Joaquina García del Moral is a member of the Expert Panel of People with Alzheimer’s, promoted by the Spanish Alzheimer’s Confederation (CEAFA). The organization is putting pressure on the authorities so that aducanumab is also approved in the European Union. “This medicine has to come out yes or yes in Europe. We are many millions of patients who need this drug ”, proclaims the patient.
The president of CEAFA, the sociologist Cheles Cantabrana, explains that the confederation received “gladly” the approval of aducanumab in the US “The suffering that Alzheimer’s causes in families is very great and the costs are very high. There are millions of people suffering. Let’s give them a chance, or are they second-rate patients? ”Asks Cantabrana, whose parents died with dementia. His organization estimates that Alzheimer’s affects about five million people in Spain, including patients and family caregivers.
The European Medicines Agency has already is studying the results of aducanumab to assess its possible authorization in the EU. And the controversy is guaranteed, in the opinion of the doctor César Hernández, of the Spanish Agency for Medicines and Health Products. “It is a discussion that will give a lot to talk about in Europe. There are a lot of controversy about whether beta amyloid plaques really reflect the progression of the disease, “he says. Of the 104 experimental drugs that are being tested in the world against the supposed causes of Alzheimer’s, 16 are focused on the beta amyloid protein and another 11 on the tau protein.
In protest at the approval of aducanumab in the US, three experts resigned from the independent committee that advised the US drug regulatory agency. The neurologist David knopman, from the Mayo Clinic, was one of them. Before resigning, he had stated that it was “indefensible” to authorize a drug with no clear clinical benefit after 18 months of treatment. “In many respects, we are winning the war against Alzheimer’s, but in such a long-term fight we are not going to win all the battles,” he reflects.

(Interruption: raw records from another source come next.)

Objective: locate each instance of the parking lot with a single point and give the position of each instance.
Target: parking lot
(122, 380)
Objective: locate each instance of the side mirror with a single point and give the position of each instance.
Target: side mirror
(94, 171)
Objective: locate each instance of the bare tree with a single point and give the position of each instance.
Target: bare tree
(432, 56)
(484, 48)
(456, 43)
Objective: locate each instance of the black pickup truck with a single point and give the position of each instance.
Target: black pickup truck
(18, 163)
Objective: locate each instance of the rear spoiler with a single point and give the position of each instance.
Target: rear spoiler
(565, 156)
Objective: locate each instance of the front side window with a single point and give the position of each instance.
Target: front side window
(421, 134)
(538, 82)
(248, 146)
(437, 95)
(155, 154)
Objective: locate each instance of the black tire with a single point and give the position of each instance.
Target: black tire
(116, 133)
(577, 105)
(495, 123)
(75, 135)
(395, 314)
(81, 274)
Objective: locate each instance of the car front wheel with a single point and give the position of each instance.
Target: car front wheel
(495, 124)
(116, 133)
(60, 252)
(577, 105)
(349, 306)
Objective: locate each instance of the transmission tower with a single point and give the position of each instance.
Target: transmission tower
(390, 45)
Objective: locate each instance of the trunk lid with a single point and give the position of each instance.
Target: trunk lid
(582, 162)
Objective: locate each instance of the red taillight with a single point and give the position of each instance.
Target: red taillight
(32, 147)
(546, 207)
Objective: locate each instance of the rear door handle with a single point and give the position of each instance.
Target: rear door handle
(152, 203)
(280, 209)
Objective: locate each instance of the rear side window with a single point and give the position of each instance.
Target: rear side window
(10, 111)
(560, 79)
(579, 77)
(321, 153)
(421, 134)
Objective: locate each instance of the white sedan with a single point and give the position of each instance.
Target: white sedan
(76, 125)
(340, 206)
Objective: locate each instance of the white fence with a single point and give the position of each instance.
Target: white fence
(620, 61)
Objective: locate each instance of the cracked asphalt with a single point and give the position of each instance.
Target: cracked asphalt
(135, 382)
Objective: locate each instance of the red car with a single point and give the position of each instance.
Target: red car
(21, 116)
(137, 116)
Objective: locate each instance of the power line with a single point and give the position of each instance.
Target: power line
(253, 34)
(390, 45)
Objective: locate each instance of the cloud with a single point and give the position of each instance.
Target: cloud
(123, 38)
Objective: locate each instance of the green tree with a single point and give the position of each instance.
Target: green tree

Knopman has focused in recent years on “the enigma of the waning incidence of dementia ”. The absolute number of cases increases, because life expectancy grows and there are more and more elderly people, but the percentage with Alzheimer’s is actually decreasing. Even in autopsies of donated brains less accumulations of beta amyloid protein are seen. Rich countries, obsessed with finding a drug against Alzheimer’s, have managed to reduce the incidence of the disease by 16% every decade without realizing it.
A commission organized by the medical journal The Lancet calculated last year to modify a dozen risk factors can prevent or delay 40% of dementias. The 12 variables are lack of education, hypertension, hearing impairment, smoking, obesity, depression, physical inactivity, diabetes, social isolation, excessive alcohol consumption, blows to the head, and pollution. atmospheric. In Latin America, the preventable percentage of dementia cases reaches 56%, according to the same authors.
Antonio Mercero directed a film about Alzheimer’s –And who are you? (2007) – before suffering its consequences himself. In the presentation of the film, declared: “It’s tremendous. At this moment, anyone tells you that they have their cousin with Alzheimer’s, another has their uncle, another their father. It is a tremendous thing. Alzheimer’s appears everywhere ”. The World Health Organization estimates that the number of people with dementia will triple and will exceed 150 million by 2050. By avoiding risk factors, some 40 million cases could be prevented, without the need for any miracle drug. Neurologist Raquel Sánchez Valle, 50, also believes that treatment will come sooner rather than later. The G8 countries pledged eight years ago to have an effective cure or therapy against dementia in 2025. “We will not have a cure in 2025, but I do hope to see an effective treatment before I retire,” says the doctor. “And it won’t be the aducanumab.”